Decomposition of paper Q&A using humans and language models

Table of contents

Design principles

  • Recipes are decompositions of a task into subtasks.

    The meaning of a recipe is: If a human executed these steps and did a good job at each workspace in isolation, the overall answer would be good. This decomposition may be informed by what we think ML can do at this point, but the recipe itself (as an abstraction) doesn’t know about specific agents.

  • Agents perform atomic subtasks of predefined shapes, like completion, scoring, or classification.

    Agents don't know which recipe is calling them. Agents don’t maintain state between subtasks. Agents generally try to complete all subtasks they're asked to complete (however badly), but some will not have implementations for certain task types.

  • The mode in which a recipe runs is a global setting that can affect every agent call.
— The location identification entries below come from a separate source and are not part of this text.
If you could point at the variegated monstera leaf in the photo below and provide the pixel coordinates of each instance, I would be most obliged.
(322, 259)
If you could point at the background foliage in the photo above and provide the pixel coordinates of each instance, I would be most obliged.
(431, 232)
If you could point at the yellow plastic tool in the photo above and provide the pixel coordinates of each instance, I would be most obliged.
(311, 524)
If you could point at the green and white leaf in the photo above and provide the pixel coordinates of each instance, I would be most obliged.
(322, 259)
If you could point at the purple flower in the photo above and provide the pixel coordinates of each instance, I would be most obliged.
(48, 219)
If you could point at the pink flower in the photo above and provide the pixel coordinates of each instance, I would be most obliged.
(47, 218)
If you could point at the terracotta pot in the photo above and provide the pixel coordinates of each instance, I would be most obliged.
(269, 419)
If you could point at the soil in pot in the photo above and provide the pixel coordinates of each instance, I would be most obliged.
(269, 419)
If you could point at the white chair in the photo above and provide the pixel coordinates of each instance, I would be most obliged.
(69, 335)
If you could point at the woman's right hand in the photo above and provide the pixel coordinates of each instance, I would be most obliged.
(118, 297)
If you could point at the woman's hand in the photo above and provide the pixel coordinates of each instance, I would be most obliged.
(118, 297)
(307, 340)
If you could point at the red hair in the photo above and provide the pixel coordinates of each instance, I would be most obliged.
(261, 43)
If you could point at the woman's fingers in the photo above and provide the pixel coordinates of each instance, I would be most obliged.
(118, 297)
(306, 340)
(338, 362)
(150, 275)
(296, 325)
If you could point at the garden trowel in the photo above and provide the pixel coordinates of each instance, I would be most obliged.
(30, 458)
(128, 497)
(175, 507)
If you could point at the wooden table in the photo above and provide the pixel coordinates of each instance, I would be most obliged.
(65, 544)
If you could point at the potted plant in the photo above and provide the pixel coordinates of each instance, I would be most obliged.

For instance, whether to use humans or agents. Recipes can also run with certain RecipeSettings, which can map a task type to a specific agent_name, which can modify which agent is used for that specfic type of task.

Running ICE locally

Prerequisites

  1. Install Docker Desktop

Setup

  1. Add required secrets to .env. See .env.example for a model.

  2. Start ICE in its own terminal and leave it running:

    scripts/run-local.sh
  3. Go through the tutorial.

Advanced command line usage

Gold standards

scripts/run-recipe.sh --mode machine

You can run on the iteration gold standards of a specific recipe like this:

scripts/run-recipe.sh --mode machine -r placebotree -q placebo -g iterate

To run over multiple gold standard splits, just provide them separated by spaces:

scripts/run-recipe.sh --mode machine -r placebotree -q placebo -g iterate validation

Streamlit

These require the streamlit variant of the Docker image:

STREAMLIT=1 scripts/run-local.sh

Run the streamlit apps like this:

scripts/run-streamlit.sh

This opens a multi-page app that lets you select specific scripts.

To add a page, simply create a script in the streamlits/pages folder.

Evaluation

When you run a recipe, ICE will evaluate the results based on the gold standards in gold_standards/. You'll see the results on-screen, and they'll be saved as CSVs in data/evaluation_csvs/. You can then upload the CSVs to the "Performance dashboard" and "Individual paper eval" tables in the ICE Airtable.

Evaluate in-app QA results

  1. Set up both ice and elicit-next so that they can run on your computer
  2. Switch to the eval branch of elicit-next, or a branch from the eval branch. This branch should contain the QA code and gold standards that you want to evaluate.
  3. If the ice QA gold standards (gold_standards/gold_standards.csv) may not be up-to-date, download this Airtable view (all rows, all fields) as a CSV and save it as gold_standards/gold_standards.csv
  4. Duplicate the All rows, all fields view in Airtable, then in your duplicated view, filter to exactly the gold standards you'd like to evaluate and download it as a CSV. Save that CSV as api/eval/gold_standards/gold_standards.csv in elicit-next
  5. Make sure api/eval/papers in elicit-next contains all of the gold standard papers you want to evaluate
  6. In ice, run scripts/eval-in-app-qa.sh <path to elicit-next>. If you have elicit-next cloned as a sibling of ice, this would be scripts/eval-in-app-qa.sh $(pwd)/../elicit-next/.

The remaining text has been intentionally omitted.